Home > Deadlock (Southern Arcana #3)(12)

Deadlock (Southern Arcana #3)(12)
Author: Moira Rogers

He spoke. “Hey, don’t freak out. You’re all right. You’re going to be all right.”

Carmen laughed. She couldn’t help it.

A soft curse from the front, and the engine roared under them. “Leave her be, Jackson. We don’t need her coming over the seat at you if she gets spooked.”

He sputtered something, but she didn’t listen. She clamped her hands over her ears again and rolled face down on the seat. Every instinct screamed for her to turn over, not to leave her back unprotected, but she ignored the urge. Instead, she began to meditate.

She’d never been so strong that she couldn’t control her empathy, not even from her earliest memories. Unless under duress, she had always been able to close herself off, in a box if necessary, until she was ready to come out. It was only as she grew older and began training that she learned how to do it no matter what was going on around her—or in her head.

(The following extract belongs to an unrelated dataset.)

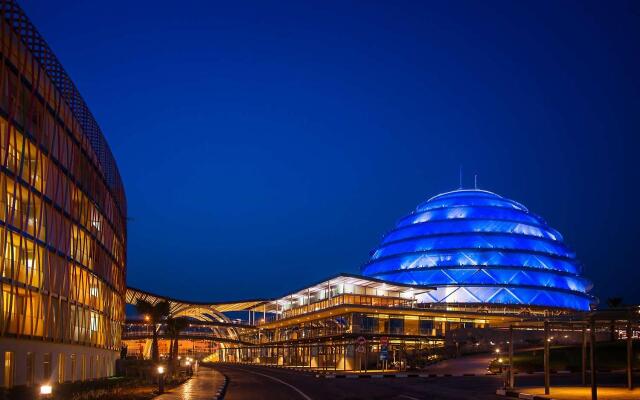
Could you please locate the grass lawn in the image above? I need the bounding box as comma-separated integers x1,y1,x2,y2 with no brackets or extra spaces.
492,340,640,371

Walls. Usually she preferred clean ones, but these she envisioned as a faded red. Plenty of buildings in the Quarter were made of rough bricks just that shade. In her mind, she traced every chalky white line of mortar, until she’d built up five walls—four all around her, and one to close the box.

Nothing penetrated, not until a warm, gentle hand dropped on her shoulder.

She stiffened, but managed not to jerk away as she sat up and looked around. The truck was parked in front of a white house with a large front porch, and a soft breeze carried the scents of grass, earth and water into the cab.

The man stepped back, leaving her a clear path to the door.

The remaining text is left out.